Federal spending on Medicare Advantage (MA) bonus payments will reach at least $12.8 billion this year, with UnitedHealthcare the biggest winner among payers, according to research by KFF.
Bonus payments in the program have increased every year since 2015 and the 2023 figure represents an increase of nearly 30% ($2.8 billion) from 2022. As Medicare Advantage enrollment continues to grow, understanding how the quality rating system and bonus payments affect Medicare spending and beneficiary premiums will be critical, KFF analysts wrote.
Eighty-five percent of MA enrollees are in plans that are receiving bonus payments this year, compared to just 55% in 2015. The share of enrollees in plans that receive bonus payments this year is the highest since the current iteration of the program was implemented.
The average bonus payment per enrollee highest for employer- or union-sponsored MA plans ($460) and lowest for special needs plan ($374). Comparatively, the average bonus per enrollee is $417 for individual plans and $374 for special needs plans.
UnitedHealthcare will is expected to receive the biggest bonus payment at $3.9 billion, followed by Humana at $2.3 billion.
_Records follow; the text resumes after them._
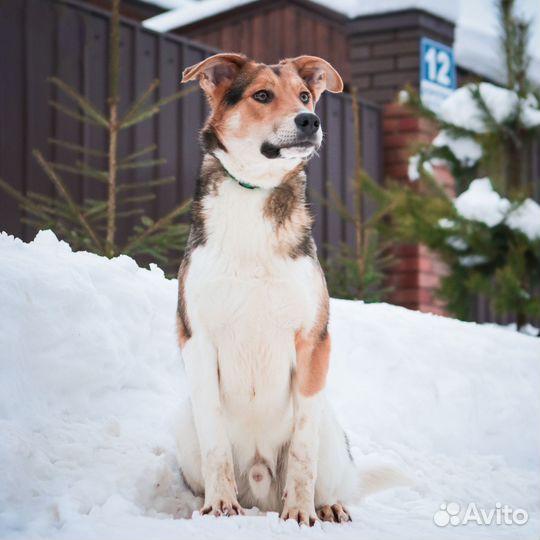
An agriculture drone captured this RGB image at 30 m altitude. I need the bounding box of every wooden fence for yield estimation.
[0,0,382,258]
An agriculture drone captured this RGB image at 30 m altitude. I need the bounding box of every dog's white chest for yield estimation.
[186,181,322,335]
[186,182,322,427]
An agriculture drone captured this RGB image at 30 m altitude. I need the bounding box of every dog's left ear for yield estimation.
[281,56,343,99]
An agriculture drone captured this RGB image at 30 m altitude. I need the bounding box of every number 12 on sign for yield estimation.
[420,38,456,110]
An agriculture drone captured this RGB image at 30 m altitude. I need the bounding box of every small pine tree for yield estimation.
[315,88,392,302]
[380,0,540,328]
[0,0,194,270]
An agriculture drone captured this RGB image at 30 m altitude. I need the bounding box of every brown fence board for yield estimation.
[0,0,382,260]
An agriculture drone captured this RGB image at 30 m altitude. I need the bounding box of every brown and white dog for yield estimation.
[178,54,357,525]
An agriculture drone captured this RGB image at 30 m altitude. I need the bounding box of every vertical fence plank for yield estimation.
[323,94,345,248]
[22,0,55,239]
[0,2,27,240]
[180,45,207,202]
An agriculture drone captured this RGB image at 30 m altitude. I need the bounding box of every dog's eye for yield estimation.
[300,92,311,103]
[253,90,274,103]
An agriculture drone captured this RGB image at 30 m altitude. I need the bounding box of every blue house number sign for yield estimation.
[420,38,456,111]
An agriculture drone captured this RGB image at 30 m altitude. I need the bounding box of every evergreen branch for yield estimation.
[49,99,101,127]
[120,86,197,129]
[48,137,107,157]
[117,176,175,193]
[32,150,102,251]
[116,208,144,219]
[119,79,159,129]
[49,77,109,128]
[0,178,49,219]
[154,85,198,109]
[49,162,107,182]
[119,193,156,204]
[119,144,157,164]
[118,159,167,171]
[122,199,191,254]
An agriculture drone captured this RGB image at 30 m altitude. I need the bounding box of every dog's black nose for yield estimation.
[294,113,321,135]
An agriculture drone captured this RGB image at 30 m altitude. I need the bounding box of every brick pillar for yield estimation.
[349,10,454,314]
[383,103,455,315]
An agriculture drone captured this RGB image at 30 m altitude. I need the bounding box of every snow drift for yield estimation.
[0,232,540,539]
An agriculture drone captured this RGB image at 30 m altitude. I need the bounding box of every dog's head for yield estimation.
[182,53,343,187]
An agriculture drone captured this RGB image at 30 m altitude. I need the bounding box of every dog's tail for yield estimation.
[357,464,413,499]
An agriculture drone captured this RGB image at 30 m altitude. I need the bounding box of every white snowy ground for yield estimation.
[0,232,540,540]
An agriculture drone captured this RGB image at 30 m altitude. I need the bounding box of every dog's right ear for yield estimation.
[182,53,248,101]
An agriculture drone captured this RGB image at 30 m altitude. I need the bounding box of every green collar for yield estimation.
[216,158,259,189]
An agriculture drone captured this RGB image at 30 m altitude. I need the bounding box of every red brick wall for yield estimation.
[383,103,455,315]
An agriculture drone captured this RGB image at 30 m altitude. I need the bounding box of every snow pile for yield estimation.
[454,178,540,240]
[432,130,482,167]
[407,154,433,182]
[506,199,540,240]
[439,83,540,133]
[454,178,510,227]
[0,232,540,540]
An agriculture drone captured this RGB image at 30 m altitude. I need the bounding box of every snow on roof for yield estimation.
[454,178,540,241]
[143,0,253,32]
[143,0,540,82]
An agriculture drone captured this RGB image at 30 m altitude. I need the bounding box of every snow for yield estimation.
[439,83,540,132]
[454,178,510,227]
[407,154,433,182]
[439,85,487,133]
[142,0,253,32]
[454,178,540,240]
[432,130,482,167]
[0,231,540,540]
[506,199,540,240]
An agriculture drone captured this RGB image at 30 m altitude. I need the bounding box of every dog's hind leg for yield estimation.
[176,399,204,497]
[315,402,358,523]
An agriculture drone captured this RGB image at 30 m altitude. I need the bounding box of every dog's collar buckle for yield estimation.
[214,156,259,189]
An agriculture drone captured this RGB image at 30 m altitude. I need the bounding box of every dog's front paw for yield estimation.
[317,503,351,523]
[281,506,318,527]
[201,497,244,516]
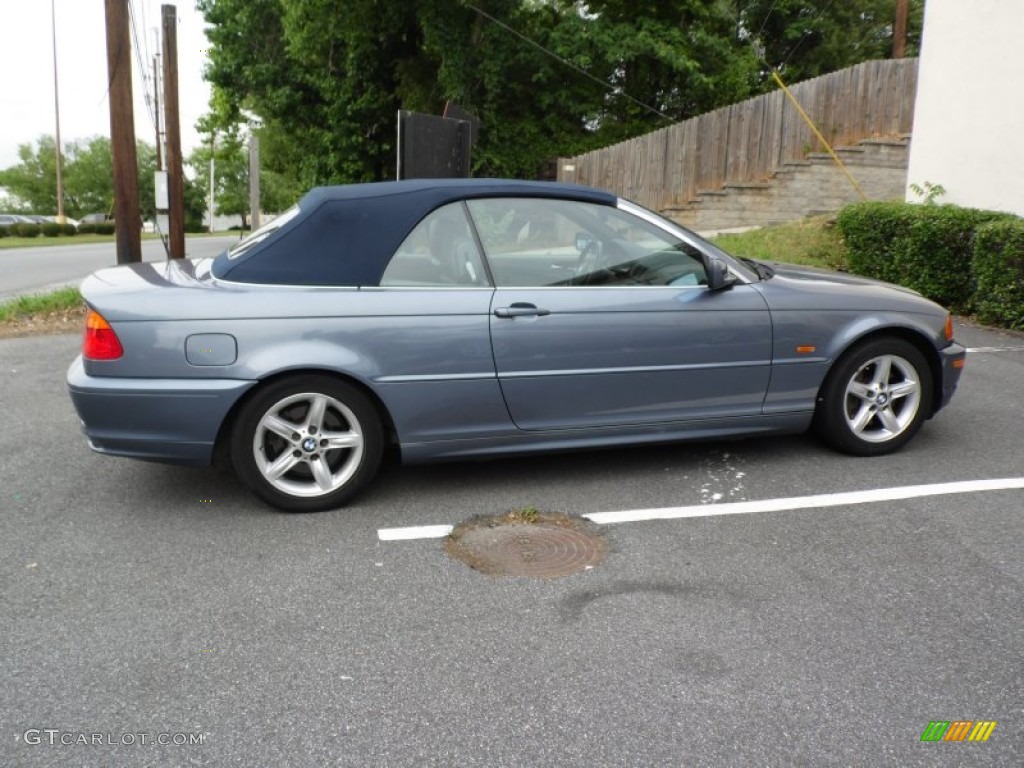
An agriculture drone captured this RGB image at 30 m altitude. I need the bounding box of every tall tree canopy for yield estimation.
[197,0,923,189]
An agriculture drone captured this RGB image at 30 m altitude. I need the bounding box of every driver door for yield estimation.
[469,199,771,430]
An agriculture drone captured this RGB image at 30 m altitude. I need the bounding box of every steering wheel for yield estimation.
[573,240,601,278]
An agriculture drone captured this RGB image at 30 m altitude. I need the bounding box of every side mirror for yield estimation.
[575,232,594,254]
[707,256,739,291]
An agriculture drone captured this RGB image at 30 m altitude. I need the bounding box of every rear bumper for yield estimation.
[933,343,967,413]
[68,355,256,466]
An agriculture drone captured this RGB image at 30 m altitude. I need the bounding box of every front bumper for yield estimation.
[68,355,256,466]
[932,342,967,414]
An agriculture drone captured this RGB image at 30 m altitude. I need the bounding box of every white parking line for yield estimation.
[377,477,1024,542]
[377,525,453,542]
[584,477,1024,525]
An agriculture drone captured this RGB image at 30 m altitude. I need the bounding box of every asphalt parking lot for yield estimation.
[0,326,1024,766]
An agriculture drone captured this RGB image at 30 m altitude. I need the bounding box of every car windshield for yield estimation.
[227,206,299,260]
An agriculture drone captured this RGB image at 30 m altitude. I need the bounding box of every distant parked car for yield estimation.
[68,179,966,511]
[43,216,79,229]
The two payers, which account for 47% of all MA enrollment, will make up 49% of total bonus payments this year as payments largely correlate to distribution of enrollment.
Behind them are BCBS affiliates at $1.7 billion, CVS Health at $1.3 billion, Kaiser Permanent at $966.8 million, Centene at $321.6 million, and Cigna at $247.3 million.
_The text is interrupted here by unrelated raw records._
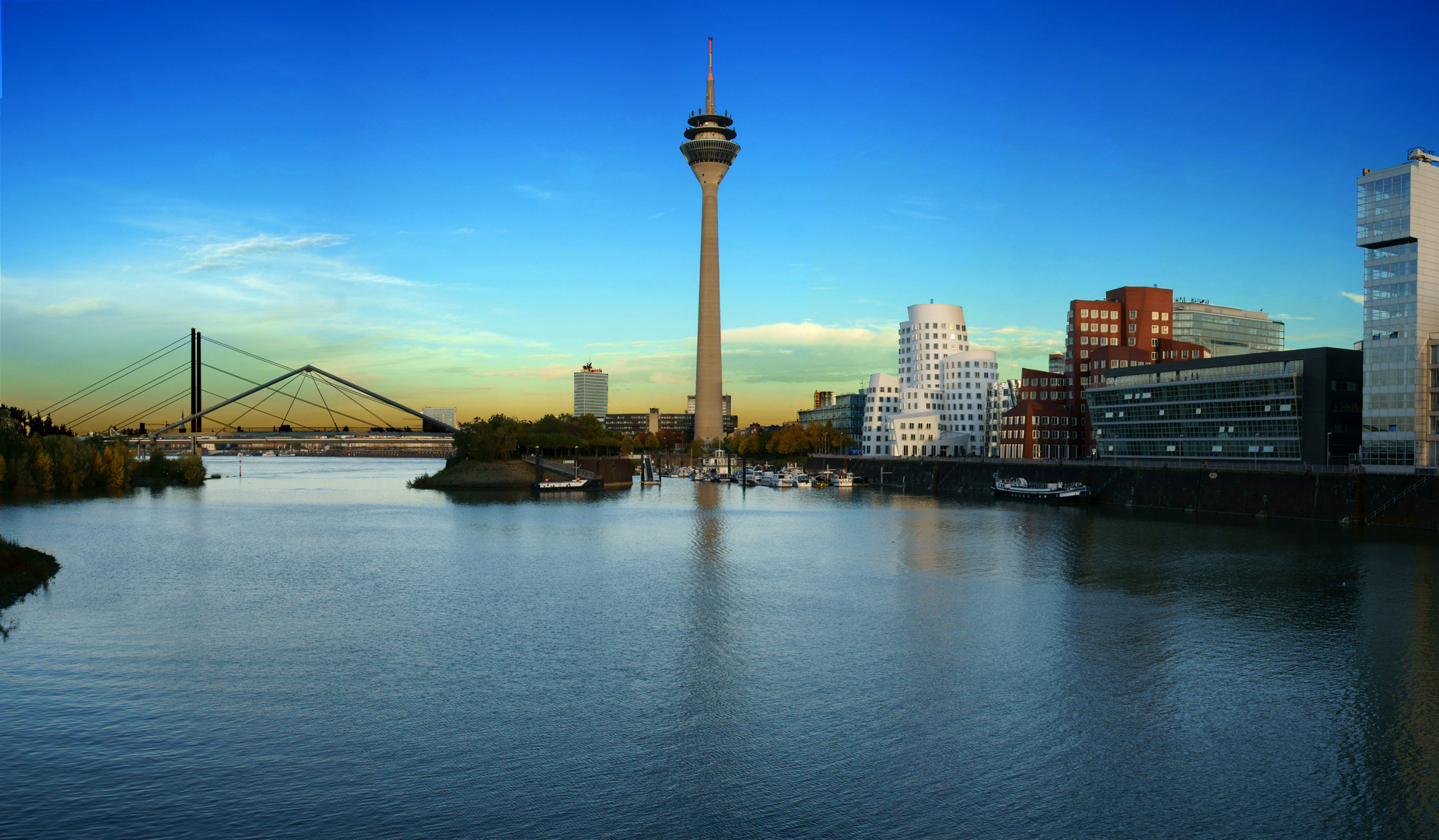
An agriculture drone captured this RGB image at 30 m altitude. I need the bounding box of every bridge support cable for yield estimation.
[114,388,190,429]
[149,364,459,439]
[68,362,190,429]
[306,374,340,432]
[205,364,386,425]
[206,390,335,432]
[36,331,184,415]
The average bonus per enrollee ranges from $251 for those in Centene plans, to $523 for those in Kaiser Permanent plans.
As the share of MA enrollment in plans with at least a four-star quality rating increases, spending on bonus payments follows.
"This spending comes at a time when the Medicare program is facing growing fiscal pressures, which are exacerbated by growth in quality bonus program spending," analysts wrote. "Growth in the quality bonus program is projected to lead to faster growth in Medicare Advantage benchmarks (and corresponding spending) compared to traditional Medicare spending in upcoming years."
MA insurers experienced a rude awakening with star ratings in 2023 as the average rating across all plans declined to from 4.37 in 2022 to 4.15, while the number of a five-star contracts fell to 57, down from 74 in 2022.
Insurers like Centene are feeling the pain, with CEO Sarah London telling investors on a recent earnings call that the payer anticipates losing its only four-star MA contract.
The quality bonus program as a whole has received criticism for overpaying MA plans. A recent report by the Urban Institute found Issues with measures of beneficiary experience and administrative effectiveness, as well as the star rating system suffering from score inflation.
Jay Asser is the contributing editor for strategy at HealthLeaders.
KFF estimates Medicare Advantage insurers are expected to collect at least $12.8 billion in bonus payments this year, which marks a 30% increase from 2022.
UnitedHealthcare tops all insurers with an expected bonus payment of $3.9 billion, followed by Humana at $2.3 billion as the two payers account for 49% of total bonus payments this year.
Payments have grown faster than enrollment over the same period, which is putting financial pressure on the Medicare program.